Com dez anos de trajetória, a Cia do Sopro encena Medea, uma versão contemporânea do dramaturgo inglês Mike Bartlett para o clássico de Eurípedes. O espetáculo, dirigido por Daniel Infantini, tem patrocínio da Caixa Cultural e faz curta temporada de 31 de maio a 2 de junho de 2024 na Galeria da Caixa Cultural Brasília, com apresentações de sexta e sábado, às 20h, e no domingo, às 19h.
Formada por Fani Feldman, Rui Ricardo Diaz, Plínio Meirelles e Antonio Januzelli, a Cia. do Sopro tem em sua trajetória os espetáculos A Hora e Vez e Como Todos os Atos Humanos. Já Mike Bartlett, autor dos sucessos Love, Love Love, Contractions e Bull, é considerado um dos mais ousadosdramaturgos da geração emergente da Europa.

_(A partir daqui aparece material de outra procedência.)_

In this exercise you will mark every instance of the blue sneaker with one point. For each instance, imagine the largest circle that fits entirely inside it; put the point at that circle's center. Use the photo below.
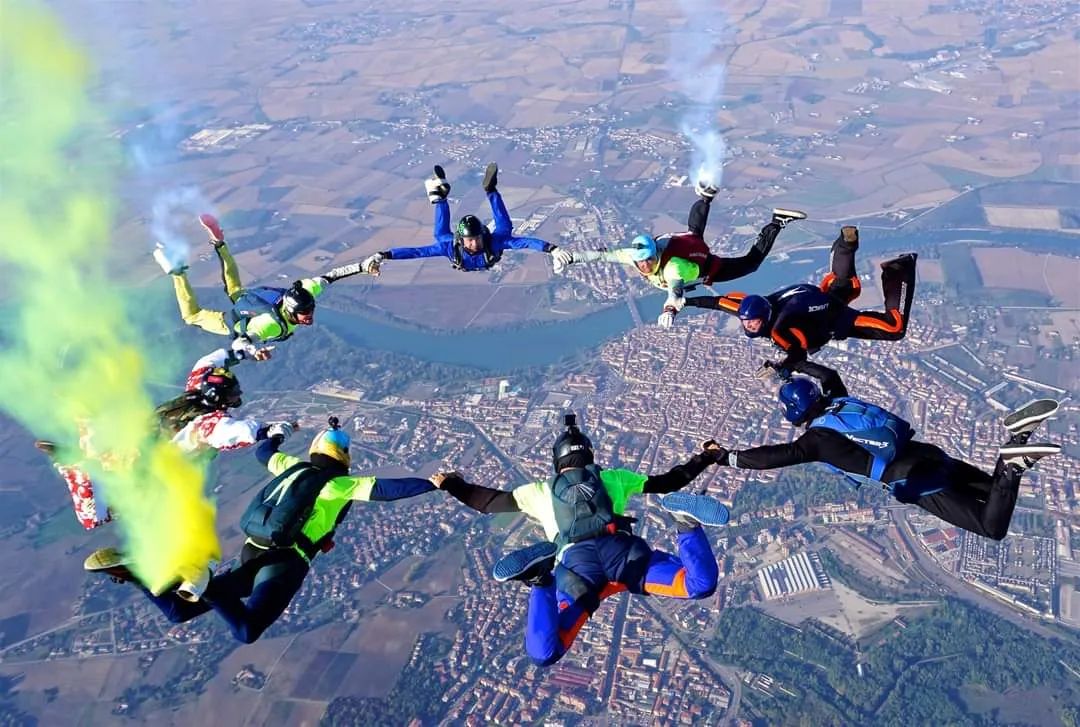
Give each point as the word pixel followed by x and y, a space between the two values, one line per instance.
pixel 693 510
pixel 534 563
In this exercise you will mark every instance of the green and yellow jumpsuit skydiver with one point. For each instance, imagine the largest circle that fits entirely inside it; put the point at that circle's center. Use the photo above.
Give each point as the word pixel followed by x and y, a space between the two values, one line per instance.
pixel 262 327
pixel 253 595
pixel 677 260
pixel 593 569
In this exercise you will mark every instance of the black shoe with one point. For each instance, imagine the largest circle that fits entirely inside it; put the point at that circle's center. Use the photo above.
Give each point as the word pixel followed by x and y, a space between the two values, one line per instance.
pixel 490 177
pixel 1027 418
pixel 784 217
pixel 902 265
pixel 1025 456
pixel 530 565
pixel 436 186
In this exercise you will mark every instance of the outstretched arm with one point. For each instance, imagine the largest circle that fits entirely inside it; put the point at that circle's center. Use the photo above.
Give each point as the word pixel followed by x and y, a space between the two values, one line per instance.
pixel 832 385
pixel 480 498
pixel 727 303
pixel 386 489
pixel 527 243
pixel 804 449
pixel 434 250
pixel 791 339
pixel 678 476
pixel 730 268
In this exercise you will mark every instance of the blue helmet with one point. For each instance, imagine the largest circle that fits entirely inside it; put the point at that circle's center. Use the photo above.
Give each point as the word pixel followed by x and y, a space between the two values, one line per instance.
pixel 756 307
pixel 644 247
pixel 797 398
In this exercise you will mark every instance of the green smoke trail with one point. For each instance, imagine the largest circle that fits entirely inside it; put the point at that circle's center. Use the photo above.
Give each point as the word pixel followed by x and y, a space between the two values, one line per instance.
pixel 69 350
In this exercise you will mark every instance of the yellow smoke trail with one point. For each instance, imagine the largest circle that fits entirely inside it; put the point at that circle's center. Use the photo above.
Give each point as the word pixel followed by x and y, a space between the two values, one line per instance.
pixel 68 349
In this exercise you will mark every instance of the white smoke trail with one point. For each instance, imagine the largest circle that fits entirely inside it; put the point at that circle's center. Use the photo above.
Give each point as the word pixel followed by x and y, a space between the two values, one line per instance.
pixel 173 212
pixel 696 64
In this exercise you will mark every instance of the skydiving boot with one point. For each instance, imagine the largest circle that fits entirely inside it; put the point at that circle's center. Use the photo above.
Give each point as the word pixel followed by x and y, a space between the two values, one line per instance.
pixel 192 591
pixel 1026 419
pixel 531 565
pixel 690 511
pixel 436 186
pixel 1024 456
pixel 784 217
pixel 213 229
pixel 900 267
pixel 109 562
pixel 898 283
pixel 705 190
pixel 490 177
pixel 165 264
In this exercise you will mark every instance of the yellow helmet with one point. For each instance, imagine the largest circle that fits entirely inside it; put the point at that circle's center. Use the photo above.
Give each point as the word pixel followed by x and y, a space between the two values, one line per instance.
pixel 332 442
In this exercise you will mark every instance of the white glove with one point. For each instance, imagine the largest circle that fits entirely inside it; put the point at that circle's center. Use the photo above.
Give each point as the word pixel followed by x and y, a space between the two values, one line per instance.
pixel 559 258
pixel 282 429
pixel 372 263
pixel 243 348
pixel 667 318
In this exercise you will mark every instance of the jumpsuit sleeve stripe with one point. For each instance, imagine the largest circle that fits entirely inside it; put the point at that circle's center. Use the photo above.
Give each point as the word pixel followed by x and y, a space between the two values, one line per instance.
pixel 871 322
pixel 729 301
pixel 675 590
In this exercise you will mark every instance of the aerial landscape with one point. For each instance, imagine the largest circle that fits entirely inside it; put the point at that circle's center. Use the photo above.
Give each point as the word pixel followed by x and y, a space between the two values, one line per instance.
pixel 309 128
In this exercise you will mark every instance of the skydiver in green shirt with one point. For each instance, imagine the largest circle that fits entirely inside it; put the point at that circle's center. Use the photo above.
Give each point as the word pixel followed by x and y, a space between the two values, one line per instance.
pixel 591 551
pixel 260 314
pixel 288 523
pixel 674 261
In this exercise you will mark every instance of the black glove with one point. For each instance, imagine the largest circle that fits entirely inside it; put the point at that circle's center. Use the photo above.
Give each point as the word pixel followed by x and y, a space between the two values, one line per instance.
pixel 343 271
pixel 715 453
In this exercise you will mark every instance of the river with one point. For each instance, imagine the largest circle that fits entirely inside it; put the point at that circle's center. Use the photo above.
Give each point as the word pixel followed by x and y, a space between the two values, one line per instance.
pixel 497 350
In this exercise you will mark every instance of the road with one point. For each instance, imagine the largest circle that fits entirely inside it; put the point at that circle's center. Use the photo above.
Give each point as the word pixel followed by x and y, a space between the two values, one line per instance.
pixel 947 584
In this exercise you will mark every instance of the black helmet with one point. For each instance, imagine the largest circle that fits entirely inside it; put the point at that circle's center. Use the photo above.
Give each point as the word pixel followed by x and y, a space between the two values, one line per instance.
pixel 297 301
pixel 571 448
pixel 219 389
pixel 470 227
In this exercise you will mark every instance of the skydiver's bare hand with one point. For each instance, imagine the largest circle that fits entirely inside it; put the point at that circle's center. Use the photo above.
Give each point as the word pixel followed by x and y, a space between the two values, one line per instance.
pixel 715 452
pixel 441 478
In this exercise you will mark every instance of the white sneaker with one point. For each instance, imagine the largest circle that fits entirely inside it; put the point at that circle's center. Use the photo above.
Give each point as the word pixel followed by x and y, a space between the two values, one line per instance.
pixel 191 591
pixel 162 259
pixel 1025 456
pixel 705 190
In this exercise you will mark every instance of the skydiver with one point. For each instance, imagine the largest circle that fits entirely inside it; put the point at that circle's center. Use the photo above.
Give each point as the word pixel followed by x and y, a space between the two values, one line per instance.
pixel 800 319
pixel 198 421
pixel 259 314
pixel 289 522
pixel 471 245
pixel 676 260
pixel 868 444
pixel 591 552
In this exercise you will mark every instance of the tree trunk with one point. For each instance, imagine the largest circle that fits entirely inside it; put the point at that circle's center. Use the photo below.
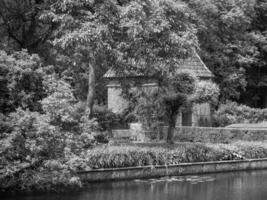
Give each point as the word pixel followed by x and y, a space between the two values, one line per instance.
pixel 91 91
pixel 171 128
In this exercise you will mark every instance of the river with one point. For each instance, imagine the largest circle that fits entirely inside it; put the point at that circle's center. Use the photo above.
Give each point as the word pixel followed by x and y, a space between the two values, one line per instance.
pixel 251 185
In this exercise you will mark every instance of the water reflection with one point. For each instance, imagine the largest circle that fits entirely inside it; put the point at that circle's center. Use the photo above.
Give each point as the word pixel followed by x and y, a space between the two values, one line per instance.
pixel 226 186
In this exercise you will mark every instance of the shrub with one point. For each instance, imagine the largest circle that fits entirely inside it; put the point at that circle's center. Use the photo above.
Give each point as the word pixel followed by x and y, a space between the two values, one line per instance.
pixel 130 156
pixel 106 119
pixel 232 113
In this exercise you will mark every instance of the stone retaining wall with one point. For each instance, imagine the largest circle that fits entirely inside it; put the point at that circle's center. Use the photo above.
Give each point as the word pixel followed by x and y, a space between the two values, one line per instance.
pixel 218 135
pixel 197 134
pixel 172 170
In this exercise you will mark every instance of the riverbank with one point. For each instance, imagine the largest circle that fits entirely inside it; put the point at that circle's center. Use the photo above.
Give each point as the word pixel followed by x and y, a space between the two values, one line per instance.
pixel 64 174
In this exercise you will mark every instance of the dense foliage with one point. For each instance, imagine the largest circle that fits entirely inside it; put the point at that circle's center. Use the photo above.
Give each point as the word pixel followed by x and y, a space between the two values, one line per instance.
pixel 54 53
pixel 233 113
pixel 157 154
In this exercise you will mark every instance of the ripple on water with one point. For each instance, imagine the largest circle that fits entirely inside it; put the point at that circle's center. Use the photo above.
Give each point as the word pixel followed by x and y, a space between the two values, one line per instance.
pixel 191 179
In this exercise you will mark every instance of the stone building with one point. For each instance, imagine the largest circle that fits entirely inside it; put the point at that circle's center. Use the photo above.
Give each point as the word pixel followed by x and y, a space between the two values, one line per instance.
pixel 197 115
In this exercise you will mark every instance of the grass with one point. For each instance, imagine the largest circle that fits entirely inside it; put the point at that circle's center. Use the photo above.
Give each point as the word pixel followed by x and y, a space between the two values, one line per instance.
pixel 132 155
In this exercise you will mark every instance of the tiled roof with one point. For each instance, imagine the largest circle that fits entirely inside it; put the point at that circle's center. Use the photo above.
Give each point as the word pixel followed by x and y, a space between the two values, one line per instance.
pixel 197 66
pixel 194 64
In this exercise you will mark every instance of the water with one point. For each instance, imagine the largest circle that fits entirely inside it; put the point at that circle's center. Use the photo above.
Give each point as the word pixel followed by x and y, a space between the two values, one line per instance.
pixel 250 185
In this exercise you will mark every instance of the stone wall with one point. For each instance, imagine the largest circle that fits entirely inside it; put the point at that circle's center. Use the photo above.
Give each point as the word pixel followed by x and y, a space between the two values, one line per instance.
pixel 217 135
pixel 197 134
pixel 170 170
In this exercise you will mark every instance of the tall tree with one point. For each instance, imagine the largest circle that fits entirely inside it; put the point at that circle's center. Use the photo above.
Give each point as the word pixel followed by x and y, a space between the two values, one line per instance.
pixel 22 26
pixel 148 37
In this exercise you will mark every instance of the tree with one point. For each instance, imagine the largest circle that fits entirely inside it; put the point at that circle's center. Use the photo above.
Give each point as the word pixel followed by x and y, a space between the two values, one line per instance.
pixel 141 36
pixel 21 81
pixel 165 102
pixel 176 94
pixel 232 39
pixel 22 27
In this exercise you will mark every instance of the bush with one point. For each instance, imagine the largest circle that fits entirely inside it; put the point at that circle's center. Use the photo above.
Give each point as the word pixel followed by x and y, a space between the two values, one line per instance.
pixel 131 156
pixel 232 113
pixel 106 119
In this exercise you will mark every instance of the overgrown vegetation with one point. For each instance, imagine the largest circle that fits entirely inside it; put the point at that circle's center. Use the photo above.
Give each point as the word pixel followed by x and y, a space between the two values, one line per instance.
pixel 162 154
pixel 54 53
pixel 233 113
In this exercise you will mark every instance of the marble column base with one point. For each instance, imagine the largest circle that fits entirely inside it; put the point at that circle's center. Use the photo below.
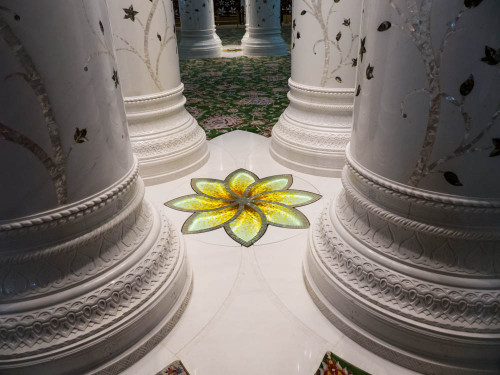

A versão inglesa deste clássico grego suscita reflexões acerca da condição da mulher nos dias de hoje. A nova montagem traz no elenco Fani Feldman (Medea), Rodolfo Amorim (Jasão), Juliana Sanches (Pam), Maristela Chelala (Sarah), Plínio Meirelles (Andrew) e Bruno Feldman (Carter).
A peça é um dos grandes clássicos do teatro grego. Nesta montagem, o público se depara com uma mãe, negligenciada, traída, abandonada, acuada, entre a gravidez e o puerpério. Esta Medea, não foge à regra da mulher que, atravessada pela cadeia de violências diárias, físicas e emocionais, se desfaz em um corpo e mente destruídos. A protagonista vilipendiada, eviscerada por uma sociedade alicerçada pelo machismo estrutural, fala integralmente aos dias de hoje, e infelizmente, ao Brasil de 2024, um país aterrorizado permanentemente por notícias diárias de abuso e feminicídio.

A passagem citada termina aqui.